6.4 LOCREAM dans le contexte des environnements informatisés

Nous partons du point de vue qu’un environnement informatique pour la réalisation musicale doit être comparable à un instrument musical ou au papier à musique sur lequel le compositeur pose ses idées avant de les développer. L’apport de l’ordinateur est de fournir une interface multimédia, à savoir des sons et des affichages visuels (figures et textes) ainsi que des mécanismes de médiation permettant l’interaction entre l’utilisateur/compositeur et les éléments de la musique.

A ses débuts, la musique par ordinateur utilisait des langages de bas niveau38 ce qui exigeait une étroite collaboration entre le musicien et un programmeur (Hiller, 1981).

38 En informatique la référence bas/haut niveau désigne la proximité du langage de programmation avec le langage mathématique (le niveau le plus bas est le système mathématique binaire 0 ou 1). On dira donc qu’un langage est de bas niveau lorsque l’utilisation des symboles mathématiques est importante. Au contraire, plus un langage de programmation utilise de symboles proches des langues naturelles, plus il s’éloigne du langage mathématique et on parlera alors d’un langage de haut niveau.
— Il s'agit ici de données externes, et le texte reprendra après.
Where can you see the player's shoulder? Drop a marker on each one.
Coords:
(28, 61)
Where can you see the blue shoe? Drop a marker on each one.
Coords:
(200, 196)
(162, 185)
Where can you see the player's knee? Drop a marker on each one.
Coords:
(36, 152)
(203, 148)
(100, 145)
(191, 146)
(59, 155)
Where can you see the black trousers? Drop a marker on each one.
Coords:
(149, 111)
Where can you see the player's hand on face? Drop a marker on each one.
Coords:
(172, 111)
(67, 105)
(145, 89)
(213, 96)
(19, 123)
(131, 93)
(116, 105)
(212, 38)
Le coût élevé de ces soutiens informatiques est l'une des raisons pour lesquelles jusqu'à l’avènement de la composition algorithmique des années 1990 les activités de création musicale par ordinateur étaient prises en charge par les laboratoires de recherche comme EMS à l'Université de l'Illinois, l'IRCAM à Paris, le MIT à Boston et le CCRMA à Stanford, et la plupart du temps consacrées à la musique savante et expériences. Dans la production automatique on retrouve des chercheurs comme Cope (2000) qui à travers l’approche algorithmique, cherchent à établir une logique pour la construction des séquences de notes, la mélodie serait alors considérée comme un agencement des notes selon un ensemble de règles.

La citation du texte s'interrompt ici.